All That They Needed
by Eve Davidson
Summary: Mia muses about life, her daughter, men and boys, her mother, Liberty and Darcy, J.T. and Isabella's father.
1. Chapter 1

It was called lousy luck. Mia shook her head, brushed Isabella's soft, baby-fine hair. 17 years old and a single teenaged mother. Isabella's father was a royal fuck up. J.T. had been great, sweet and kind and funny and he loved kids, was good with kids. But now J.T. was dead. And here she still was in this shit hole apartment with her own mother and her daughter, sandwiched between the generations.

She put a little bow in her daughter's hair, smiled, her eyes crinkling. Her own thick hair was pulled into two French braids. It just had to be out of her way. The guys at school seemed to be divided into two unpleasant groups. The first group thought she was easy and would put out since she had a kid at 15. The first group thought she was a slut. The second group shied away from commitment and didn't want to even date her because of all the responsibility she carried on her slender shoulders.

She kissed Isabella's soft chubby cheek and felt the happiness at having such a beautiful daughter. She loved her more than anything. No one seemed to understand, though. She was still a teenager, still basically a kid in a way. She wanted to do cheerleading and go on dates and study for tests and flirt in the halls and lean against lockers. But she was also a mother. She was responsible for Isabella and Isabella came first. She would miss tests and oral talks and whatever if her daughter needed her. She would forgo dates and cheerleading practice for doctor appointments and trips to the park. She spent her nights chopping up food into bite size pieces and watching teletubbies and reading bedtime stories instead of hanging out at the Dot or in cars making out or at the movies, her hand touching some boy's hand in the popcorn tub.

She frowned, thinking of Darcy. How Darcy had judged her and didn't want her on the cheerleading squad because of Isabella. Darcy was emblematic of that entire group of people who judged her, who looked down their noses at her with pity and disdain. That group who thought they knew the right way to do everything. Get married and have sex and then have a kid, and be sure you have plenty of money. Mia shook her head again, watching Isabella toddle off and pick up a toy. It would be nice to be married, it would be nice to have someone to help her. That person was not Isabella's father or any of the boys at school. They were immature. She was alone in this and so fuck Darcy and her judgmental bullshit.

She thought about Liberty. Liberty gave her baby away. Mia didn't understand how someone could do that. You feel that baby grow inside of you and move, and it became a part of your rhythms, part of your soul. And then when Isabella was born she was so tiny and perfect and Mia had never felt love like that, just a surge of it along with a surge of worry about protecting and guiding this little life. Hadn't Liberty felt the same things? How could she relinquish all of that? It was too big. It was too big to just let it go.

So she had made her choice, the only choice she could have made. Isabella was hers and yet not. She was her own. She was a gift. Mia understood this and smiled her sad smile at her daughter. Who cared about these immature high school boys? One day she'd meet a man, a man who could be all that she and Isabella needed and until then she would be all that they needed. Who cared about Darcy and her legions of brain washed automatons? Her life wasn't theirs to judge.

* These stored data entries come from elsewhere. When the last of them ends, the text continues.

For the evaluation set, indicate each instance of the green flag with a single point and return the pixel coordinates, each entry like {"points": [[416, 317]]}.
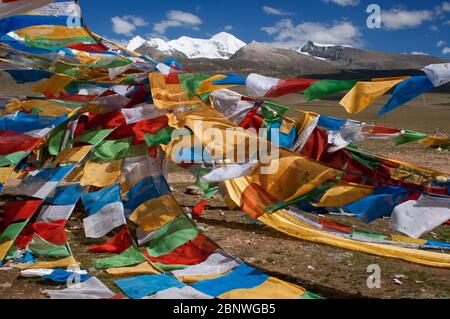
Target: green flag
{"points": [[11, 159], [171, 236], [325, 88], [40, 247], [163, 136], [130, 257], [410, 136]]}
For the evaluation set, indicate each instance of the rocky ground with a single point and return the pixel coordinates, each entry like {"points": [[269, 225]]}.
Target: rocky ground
{"points": [[332, 272]]}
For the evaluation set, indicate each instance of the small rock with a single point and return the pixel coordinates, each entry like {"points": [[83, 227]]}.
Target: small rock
{"points": [[397, 282], [193, 190]]}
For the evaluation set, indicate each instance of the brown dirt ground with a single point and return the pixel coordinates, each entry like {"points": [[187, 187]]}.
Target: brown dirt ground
{"points": [[332, 272]]}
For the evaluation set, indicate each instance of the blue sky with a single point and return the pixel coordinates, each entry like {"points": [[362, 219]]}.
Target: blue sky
{"points": [[407, 25]]}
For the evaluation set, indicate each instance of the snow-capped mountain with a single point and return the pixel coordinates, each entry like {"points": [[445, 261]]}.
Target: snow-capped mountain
{"points": [[221, 46]]}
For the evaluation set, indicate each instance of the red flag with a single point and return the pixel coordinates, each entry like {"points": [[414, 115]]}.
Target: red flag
{"points": [[54, 232], [199, 209], [191, 253]]}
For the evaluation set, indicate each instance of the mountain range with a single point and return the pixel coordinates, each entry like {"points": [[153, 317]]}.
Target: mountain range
{"points": [[226, 53]]}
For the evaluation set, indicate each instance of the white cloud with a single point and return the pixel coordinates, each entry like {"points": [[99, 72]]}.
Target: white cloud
{"points": [[434, 28], [441, 43], [177, 18], [446, 6], [344, 3], [288, 35], [126, 25], [277, 12], [396, 19]]}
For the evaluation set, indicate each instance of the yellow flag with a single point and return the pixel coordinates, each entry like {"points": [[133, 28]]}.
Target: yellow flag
{"points": [[142, 269], [156, 213], [4, 248], [60, 263], [52, 32], [207, 86], [364, 94], [408, 240], [272, 288], [345, 194], [101, 174], [279, 222], [5, 173], [54, 85], [168, 96], [73, 155], [435, 141]]}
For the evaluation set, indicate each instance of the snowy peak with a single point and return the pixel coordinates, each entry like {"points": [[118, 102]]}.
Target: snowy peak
{"points": [[221, 46], [136, 43]]}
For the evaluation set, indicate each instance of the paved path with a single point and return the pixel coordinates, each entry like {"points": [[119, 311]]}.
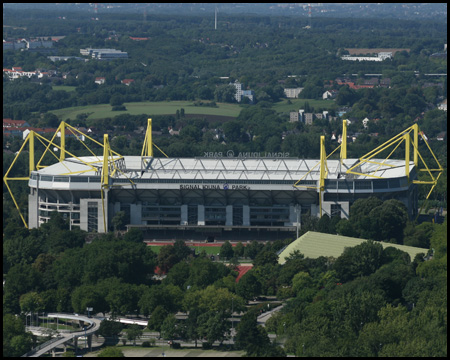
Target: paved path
{"points": [[94, 325]]}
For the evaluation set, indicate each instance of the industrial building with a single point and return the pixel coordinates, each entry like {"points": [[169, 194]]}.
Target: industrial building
{"points": [[220, 196]]}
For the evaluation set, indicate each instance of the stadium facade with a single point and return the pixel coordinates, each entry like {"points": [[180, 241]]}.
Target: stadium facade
{"points": [[223, 194], [220, 196]]}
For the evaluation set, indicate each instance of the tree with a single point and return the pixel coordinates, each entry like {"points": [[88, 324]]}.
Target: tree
{"points": [[265, 257], [252, 249], [226, 251], [110, 328], [360, 260], [111, 351], [182, 251], [16, 342], [116, 100], [167, 258], [239, 249], [248, 286], [253, 338], [169, 327], [157, 318], [214, 326]]}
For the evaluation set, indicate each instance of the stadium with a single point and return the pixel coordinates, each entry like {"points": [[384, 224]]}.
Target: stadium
{"points": [[215, 197]]}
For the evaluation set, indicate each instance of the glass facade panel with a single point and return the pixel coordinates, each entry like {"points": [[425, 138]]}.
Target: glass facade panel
{"points": [[363, 185], [92, 216]]}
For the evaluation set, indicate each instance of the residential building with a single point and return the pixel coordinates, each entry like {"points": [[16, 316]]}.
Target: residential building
{"points": [[308, 118], [64, 58], [13, 45], [250, 94], [127, 82], [104, 54], [292, 93], [33, 44], [9, 123], [293, 116], [329, 94], [365, 123], [238, 87], [441, 136]]}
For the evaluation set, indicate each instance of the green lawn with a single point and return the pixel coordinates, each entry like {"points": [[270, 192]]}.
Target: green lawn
{"points": [[297, 104], [150, 108], [64, 87]]}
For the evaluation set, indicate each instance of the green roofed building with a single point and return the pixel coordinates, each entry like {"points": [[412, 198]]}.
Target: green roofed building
{"points": [[314, 244]]}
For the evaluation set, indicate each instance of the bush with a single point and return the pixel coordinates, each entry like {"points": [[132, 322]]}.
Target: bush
{"points": [[111, 352], [206, 346], [149, 343]]}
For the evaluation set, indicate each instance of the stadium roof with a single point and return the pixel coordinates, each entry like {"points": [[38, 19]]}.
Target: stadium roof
{"points": [[229, 168], [314, 244]]}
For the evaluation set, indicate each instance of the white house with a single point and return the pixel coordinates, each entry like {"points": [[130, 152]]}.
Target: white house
{"points": [[365, 122]]}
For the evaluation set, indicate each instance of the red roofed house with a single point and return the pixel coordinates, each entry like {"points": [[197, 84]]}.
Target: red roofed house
{"points": [[127, 82], [138, 39], [8, 123]]}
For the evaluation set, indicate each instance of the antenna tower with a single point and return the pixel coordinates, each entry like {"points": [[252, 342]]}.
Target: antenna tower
{"points": [[309, 14], [215, 19]]}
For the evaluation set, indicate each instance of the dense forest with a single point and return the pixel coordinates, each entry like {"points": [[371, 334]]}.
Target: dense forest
{"points": [[367, 302]]}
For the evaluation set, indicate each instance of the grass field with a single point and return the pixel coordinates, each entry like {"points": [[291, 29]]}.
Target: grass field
{"points": [[297, 104], [150, 108], [64, 87]]}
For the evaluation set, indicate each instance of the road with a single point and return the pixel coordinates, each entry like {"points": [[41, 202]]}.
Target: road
{"points": [[94, 325]]}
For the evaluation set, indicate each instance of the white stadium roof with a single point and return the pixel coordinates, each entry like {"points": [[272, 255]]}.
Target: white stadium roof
{"points": [[226, 168]]}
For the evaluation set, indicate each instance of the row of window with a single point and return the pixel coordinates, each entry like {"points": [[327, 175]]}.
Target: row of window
{"points": [[329, 184], [97, 179]]}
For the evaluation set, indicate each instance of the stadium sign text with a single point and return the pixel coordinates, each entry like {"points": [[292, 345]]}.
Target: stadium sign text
{"points": [[246, 155], [214, 187]]}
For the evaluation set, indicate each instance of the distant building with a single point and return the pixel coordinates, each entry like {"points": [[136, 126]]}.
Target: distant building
{"points": [[9, 123], [308, 118], [441, 136], [250, 94], [365, 123], [292, 93], [33, 44], [104, 54], [127, 82], [13, 45], [329, 94], [238, 87], [64, 58], [380, 57], [293, 116]]}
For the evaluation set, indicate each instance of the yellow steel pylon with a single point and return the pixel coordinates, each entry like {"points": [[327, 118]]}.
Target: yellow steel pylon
{"points": [[396, 141]]}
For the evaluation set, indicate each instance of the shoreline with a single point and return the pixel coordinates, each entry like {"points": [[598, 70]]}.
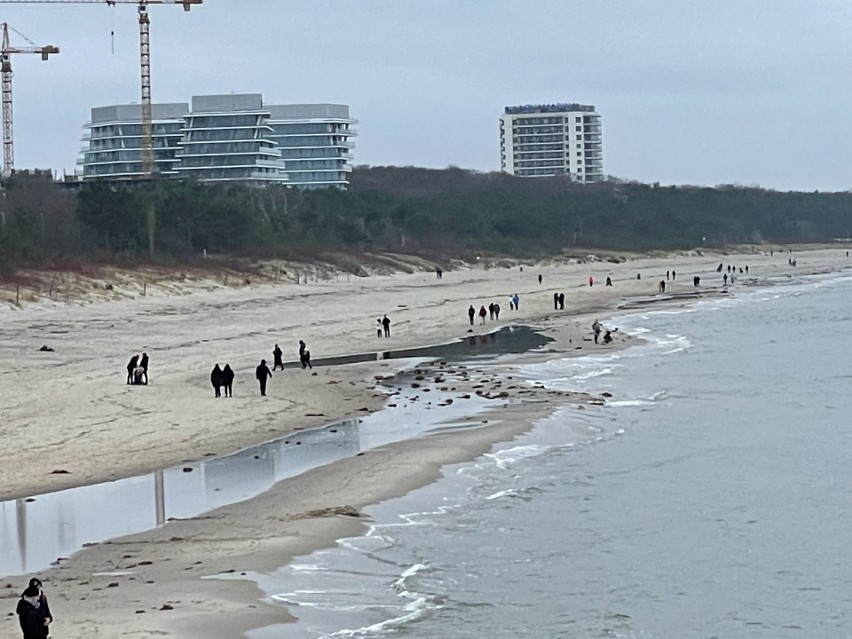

Maybe it wasn't lousy luck after all, just because her father didn't work out and J.T. died. She still had Isabella and herself, and they'd go on. They'd survive. Doors shut so other doors could open. She tried hard to believe this, tried hard to stay positive even though some days it was hard.

Isabella came back to her, handing her a little toy Elmo and smiling. Mia took it, turned it over in her hands, heard her mother stirring in her bedroom. She'd made hot cereal for Isabella's breakfast, a pot of coffee for her mother. Sandwiched between the generations, wishing someone would make something for her. She went out on the little porch, felt the cool yellow bricks with the palm of her hand.


	2. Chapter 2

She had the evil thought, in the moments before the alarm was ready to go off, that if it was just her she'd get a half hour more sleep. One eye barely open and she could see the numbers on the alarm clock inching toward the braying disruption that was the alarm.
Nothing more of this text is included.